Here are just a few good reasons for you to condeir spending time as a volunteer in China
- Volunteering will break down the barriers in a vexing political climate while you pursue a cause you feel you can make a difference in.
- You get to satisfy your curiosity about different lifestyles and see this ancient civilization for yourself instead of through other people’s eyes.
- China is quite safe for a single foreign woman to volunteer or travel solo.
- The authentic Chinese food is incredible!
- You can expect a supportive volunteer program to be group oriented and a great way to meet like-minded people.
- The structured programs will help you adjust to the culture and learn Chinese
- Lending your time and skills has the potential to springboard into finding work with pay.
- You have a unique opportunity to balance your volunteer job with going out and about in China. You should enjoy your free time as much as possible and maybe even get your Chinese driving license to hit the open road.
What Types of Volunteer Jobs are Available in China for Foreigners?
Volunteers can choose the level of commitment they’re comfortable with from one-off to semi-regular events or part-time and full-time jobs.
It is not uncommon for expats already in China to organize casual volunteer activities around most subjects including sports, drama clubs, music workshops, tea tastings, Western/Chinese cooking classes, lectures, or even games tournaments and flea markets.

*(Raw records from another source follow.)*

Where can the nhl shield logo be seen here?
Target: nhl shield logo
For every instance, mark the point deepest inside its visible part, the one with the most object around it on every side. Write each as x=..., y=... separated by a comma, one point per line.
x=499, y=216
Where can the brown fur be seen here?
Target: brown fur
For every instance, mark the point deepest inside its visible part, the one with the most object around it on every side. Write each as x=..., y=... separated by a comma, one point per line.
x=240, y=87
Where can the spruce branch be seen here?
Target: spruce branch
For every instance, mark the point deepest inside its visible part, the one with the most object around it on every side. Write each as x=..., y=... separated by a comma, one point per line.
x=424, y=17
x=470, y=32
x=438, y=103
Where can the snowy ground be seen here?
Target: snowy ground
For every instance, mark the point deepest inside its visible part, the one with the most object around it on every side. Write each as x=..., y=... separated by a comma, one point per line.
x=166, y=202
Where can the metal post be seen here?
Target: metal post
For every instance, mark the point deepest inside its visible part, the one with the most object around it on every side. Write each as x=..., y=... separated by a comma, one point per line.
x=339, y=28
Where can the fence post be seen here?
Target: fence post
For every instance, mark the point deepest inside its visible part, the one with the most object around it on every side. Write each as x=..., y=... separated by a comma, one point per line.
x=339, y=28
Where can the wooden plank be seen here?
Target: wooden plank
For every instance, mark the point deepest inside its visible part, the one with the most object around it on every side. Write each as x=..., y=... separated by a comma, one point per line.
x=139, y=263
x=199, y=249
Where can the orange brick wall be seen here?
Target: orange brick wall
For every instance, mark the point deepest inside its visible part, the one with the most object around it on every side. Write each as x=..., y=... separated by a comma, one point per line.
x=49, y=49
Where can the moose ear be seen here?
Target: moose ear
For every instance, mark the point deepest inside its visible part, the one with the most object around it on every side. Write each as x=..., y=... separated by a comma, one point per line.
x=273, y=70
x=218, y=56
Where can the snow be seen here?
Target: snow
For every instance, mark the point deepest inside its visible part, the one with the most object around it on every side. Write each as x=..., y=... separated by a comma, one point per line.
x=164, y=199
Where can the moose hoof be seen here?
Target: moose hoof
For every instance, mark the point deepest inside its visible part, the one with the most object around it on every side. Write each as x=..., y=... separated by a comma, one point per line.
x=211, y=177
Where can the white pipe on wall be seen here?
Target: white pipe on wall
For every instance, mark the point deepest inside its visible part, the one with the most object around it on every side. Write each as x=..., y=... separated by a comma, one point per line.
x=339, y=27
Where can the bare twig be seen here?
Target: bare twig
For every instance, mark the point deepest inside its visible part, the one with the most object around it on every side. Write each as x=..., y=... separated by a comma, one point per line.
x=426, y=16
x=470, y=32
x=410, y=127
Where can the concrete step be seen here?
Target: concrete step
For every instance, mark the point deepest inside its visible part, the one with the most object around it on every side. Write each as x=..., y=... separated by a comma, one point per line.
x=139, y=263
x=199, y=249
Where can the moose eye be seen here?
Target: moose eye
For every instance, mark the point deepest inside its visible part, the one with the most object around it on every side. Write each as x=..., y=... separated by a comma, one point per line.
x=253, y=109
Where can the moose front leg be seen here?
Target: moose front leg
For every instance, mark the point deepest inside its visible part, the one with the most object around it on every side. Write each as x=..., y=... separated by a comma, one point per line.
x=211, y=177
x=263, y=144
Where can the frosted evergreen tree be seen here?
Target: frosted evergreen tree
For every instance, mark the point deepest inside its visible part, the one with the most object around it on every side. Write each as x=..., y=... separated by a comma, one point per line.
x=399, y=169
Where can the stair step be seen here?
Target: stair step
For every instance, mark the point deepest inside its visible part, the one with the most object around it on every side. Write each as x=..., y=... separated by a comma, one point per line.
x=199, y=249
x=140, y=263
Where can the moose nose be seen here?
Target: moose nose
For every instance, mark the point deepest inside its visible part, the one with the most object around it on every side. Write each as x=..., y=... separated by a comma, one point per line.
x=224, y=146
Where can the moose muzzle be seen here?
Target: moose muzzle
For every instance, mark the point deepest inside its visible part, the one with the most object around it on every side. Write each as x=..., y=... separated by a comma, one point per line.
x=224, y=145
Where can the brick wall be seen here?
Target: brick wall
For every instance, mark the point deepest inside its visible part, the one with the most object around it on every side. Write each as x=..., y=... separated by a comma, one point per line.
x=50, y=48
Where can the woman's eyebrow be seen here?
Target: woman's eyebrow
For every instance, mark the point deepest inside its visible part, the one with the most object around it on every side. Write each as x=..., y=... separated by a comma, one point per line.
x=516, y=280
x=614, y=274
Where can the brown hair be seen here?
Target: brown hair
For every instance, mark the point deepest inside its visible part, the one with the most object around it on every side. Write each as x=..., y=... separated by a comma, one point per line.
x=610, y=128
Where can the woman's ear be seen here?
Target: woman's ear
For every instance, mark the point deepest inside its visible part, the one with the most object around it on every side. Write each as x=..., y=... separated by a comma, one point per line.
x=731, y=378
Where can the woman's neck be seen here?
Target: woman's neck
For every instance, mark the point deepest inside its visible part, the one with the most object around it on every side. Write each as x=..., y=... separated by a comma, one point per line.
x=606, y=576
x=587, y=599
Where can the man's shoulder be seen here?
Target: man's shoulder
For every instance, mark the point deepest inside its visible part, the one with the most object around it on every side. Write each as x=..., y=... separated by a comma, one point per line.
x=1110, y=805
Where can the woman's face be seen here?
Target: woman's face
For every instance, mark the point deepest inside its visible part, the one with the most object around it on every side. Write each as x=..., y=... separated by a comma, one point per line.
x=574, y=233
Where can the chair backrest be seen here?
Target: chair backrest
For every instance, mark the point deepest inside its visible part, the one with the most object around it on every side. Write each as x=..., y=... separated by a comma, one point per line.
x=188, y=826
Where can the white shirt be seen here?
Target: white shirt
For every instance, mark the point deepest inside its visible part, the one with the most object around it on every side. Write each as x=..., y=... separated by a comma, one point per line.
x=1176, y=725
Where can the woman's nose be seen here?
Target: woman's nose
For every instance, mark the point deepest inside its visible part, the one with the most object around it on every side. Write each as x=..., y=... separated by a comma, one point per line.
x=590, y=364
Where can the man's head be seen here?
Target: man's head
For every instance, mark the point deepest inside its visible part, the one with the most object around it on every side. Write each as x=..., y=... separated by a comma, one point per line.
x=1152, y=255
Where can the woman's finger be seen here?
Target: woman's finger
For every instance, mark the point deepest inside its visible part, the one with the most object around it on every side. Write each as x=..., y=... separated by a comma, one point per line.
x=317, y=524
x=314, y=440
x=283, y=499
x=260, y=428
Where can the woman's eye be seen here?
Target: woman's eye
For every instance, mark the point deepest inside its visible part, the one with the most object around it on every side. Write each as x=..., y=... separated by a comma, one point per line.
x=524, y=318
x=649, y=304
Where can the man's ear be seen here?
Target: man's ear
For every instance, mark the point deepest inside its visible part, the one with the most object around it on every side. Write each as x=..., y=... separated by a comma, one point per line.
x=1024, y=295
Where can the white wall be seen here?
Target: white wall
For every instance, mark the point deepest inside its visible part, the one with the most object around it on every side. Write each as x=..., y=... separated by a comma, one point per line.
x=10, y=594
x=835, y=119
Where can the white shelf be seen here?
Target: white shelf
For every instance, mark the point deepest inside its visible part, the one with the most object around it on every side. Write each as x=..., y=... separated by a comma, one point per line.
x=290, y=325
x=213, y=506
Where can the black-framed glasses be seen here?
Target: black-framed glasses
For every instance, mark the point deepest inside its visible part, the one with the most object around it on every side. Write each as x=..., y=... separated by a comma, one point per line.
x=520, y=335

In addition to these extracurricular events, more structured volunteer projects are available
with foreign NGOs and other businesses, but if they are formally operating in China, they must be registered with the Chinese government.
The most popular job for foreigners and the top reason why many people choose to move to China is teaching English and while this can be a fairly lucrative career, you can also do good by volunteering to teach at one of thousands of disadvantaged rural schools scattered around China.
The second most popular type of volunteering would be with animal and wildlife conservation, a particularly desirable and competitive opportunity exists with panda care, helping out at research facilities in places like Chengdu.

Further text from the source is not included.